US Gambling to Keep Changing

US Gambling to Keep Changing Since 1970s when Americans could only gamble in Nevada, gambling in the United States has seen remarkable changes as land gambling became available in 38 states, lotteries in 43 and instead of being disputable as it once was, it has become a pastime enjoyed by one in four Americans responsibly and controllably.

Discussing the theme of the development of gambling in the country, a Chicago Tribune blogger Steve Chapman wrote an article in which he the restricted availability of gambling due to the public perception which regarded it as a socially unacceptable, noting that today the situation is completely the opposite - according to official American Gaming Association statistics, over 60 million Americans visit gambling establishments, and the [land] gambling industry contributes around 1 percent of the national US economy.

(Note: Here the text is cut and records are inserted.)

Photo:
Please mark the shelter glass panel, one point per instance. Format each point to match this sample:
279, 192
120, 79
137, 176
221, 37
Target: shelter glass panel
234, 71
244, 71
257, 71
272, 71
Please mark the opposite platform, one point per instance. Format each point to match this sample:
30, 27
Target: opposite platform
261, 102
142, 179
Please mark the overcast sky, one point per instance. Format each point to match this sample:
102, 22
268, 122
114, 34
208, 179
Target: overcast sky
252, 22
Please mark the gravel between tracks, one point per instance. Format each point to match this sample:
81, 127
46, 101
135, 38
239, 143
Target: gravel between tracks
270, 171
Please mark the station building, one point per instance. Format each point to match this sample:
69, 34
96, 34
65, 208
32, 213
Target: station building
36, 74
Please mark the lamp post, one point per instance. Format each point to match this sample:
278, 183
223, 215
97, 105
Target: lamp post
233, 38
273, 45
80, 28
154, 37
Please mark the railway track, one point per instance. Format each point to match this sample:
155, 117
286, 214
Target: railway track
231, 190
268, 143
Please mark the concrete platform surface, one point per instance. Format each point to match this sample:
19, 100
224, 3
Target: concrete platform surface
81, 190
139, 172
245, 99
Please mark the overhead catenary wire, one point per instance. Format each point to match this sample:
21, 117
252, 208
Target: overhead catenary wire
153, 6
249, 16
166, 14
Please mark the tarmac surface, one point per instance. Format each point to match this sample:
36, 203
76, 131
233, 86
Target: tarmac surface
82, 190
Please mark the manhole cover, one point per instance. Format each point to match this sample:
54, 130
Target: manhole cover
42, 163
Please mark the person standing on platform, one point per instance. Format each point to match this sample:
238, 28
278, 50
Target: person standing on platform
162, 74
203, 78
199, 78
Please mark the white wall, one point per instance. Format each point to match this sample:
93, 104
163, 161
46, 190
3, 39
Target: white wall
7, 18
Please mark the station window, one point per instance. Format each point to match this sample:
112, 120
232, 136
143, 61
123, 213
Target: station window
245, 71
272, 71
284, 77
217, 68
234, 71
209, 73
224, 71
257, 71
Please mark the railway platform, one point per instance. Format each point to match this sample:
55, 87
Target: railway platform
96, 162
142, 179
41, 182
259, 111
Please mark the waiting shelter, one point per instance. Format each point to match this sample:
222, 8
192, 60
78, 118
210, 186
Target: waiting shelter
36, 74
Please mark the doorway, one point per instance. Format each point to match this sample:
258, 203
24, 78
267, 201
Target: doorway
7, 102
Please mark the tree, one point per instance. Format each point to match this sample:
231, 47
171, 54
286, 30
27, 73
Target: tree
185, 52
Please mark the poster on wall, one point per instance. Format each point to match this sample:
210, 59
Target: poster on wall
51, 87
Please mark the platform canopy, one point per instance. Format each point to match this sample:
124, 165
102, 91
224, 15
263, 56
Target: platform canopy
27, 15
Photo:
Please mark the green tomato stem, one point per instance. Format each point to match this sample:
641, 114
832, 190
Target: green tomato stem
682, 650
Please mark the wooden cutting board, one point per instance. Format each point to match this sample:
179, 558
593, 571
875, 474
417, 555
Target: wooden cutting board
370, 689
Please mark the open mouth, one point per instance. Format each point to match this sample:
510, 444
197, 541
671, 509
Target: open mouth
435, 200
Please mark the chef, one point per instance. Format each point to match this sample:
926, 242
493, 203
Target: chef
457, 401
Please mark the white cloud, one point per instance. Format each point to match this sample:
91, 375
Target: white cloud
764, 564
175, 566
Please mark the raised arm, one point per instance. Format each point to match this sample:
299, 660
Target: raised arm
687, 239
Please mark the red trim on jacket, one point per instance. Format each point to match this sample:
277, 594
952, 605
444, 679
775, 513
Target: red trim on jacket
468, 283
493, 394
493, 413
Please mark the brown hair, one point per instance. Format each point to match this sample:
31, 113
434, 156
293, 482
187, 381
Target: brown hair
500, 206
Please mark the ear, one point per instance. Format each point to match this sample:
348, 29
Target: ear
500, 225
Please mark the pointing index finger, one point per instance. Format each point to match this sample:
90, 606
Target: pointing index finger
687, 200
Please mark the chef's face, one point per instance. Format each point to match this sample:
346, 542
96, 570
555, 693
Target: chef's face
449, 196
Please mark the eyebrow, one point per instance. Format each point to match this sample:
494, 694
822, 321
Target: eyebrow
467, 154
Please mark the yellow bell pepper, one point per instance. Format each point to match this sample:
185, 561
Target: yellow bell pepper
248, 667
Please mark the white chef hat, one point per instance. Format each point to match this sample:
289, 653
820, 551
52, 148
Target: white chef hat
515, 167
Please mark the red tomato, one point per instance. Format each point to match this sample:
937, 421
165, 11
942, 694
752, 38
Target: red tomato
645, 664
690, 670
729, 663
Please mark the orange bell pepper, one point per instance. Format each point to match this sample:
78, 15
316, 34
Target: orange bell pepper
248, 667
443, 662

There has been a "...steady, gradual process of opening up freedom in this particular realm - a process that is not about to end,” noted Chapman, explaining: "That's because as more and more Americans have encountered legal gambling, they have discarded the exaggerated fears that once blocked it. The vast majority of patrons, it turns out, don't become compulsive gamblers, don't blow the rent on blackjack and don't desert their families.

"Bringing a casino into a community is not likely to set off a wave of crime or social decay. Neither is allowing it in the home."

Relating this to online gambling, he noted that more states will surely follow the example of New Jersey, Delaware and Nevada in passing legalization laws, but that there’s still around 4 percent of Americans who keep playing on offshore sites, risking having their financial transactions disrupted by UIGEA. According to him, all this is owed to the confusing and in parts discriminatory political and legal environment in the US, which is actively preventing offshore operators from obtaining local licensing.

One of the reasons, according to Chapman, why major US land gambling companies are now getting behind legalization initiatives is to ensure that by doing so, they acquire the advantage.

"What lies ahead is not quite a wide-open, consumer-driven business. Still, it's a far better deal for customers than being denied a legal avenue to Internet betting," he concluded.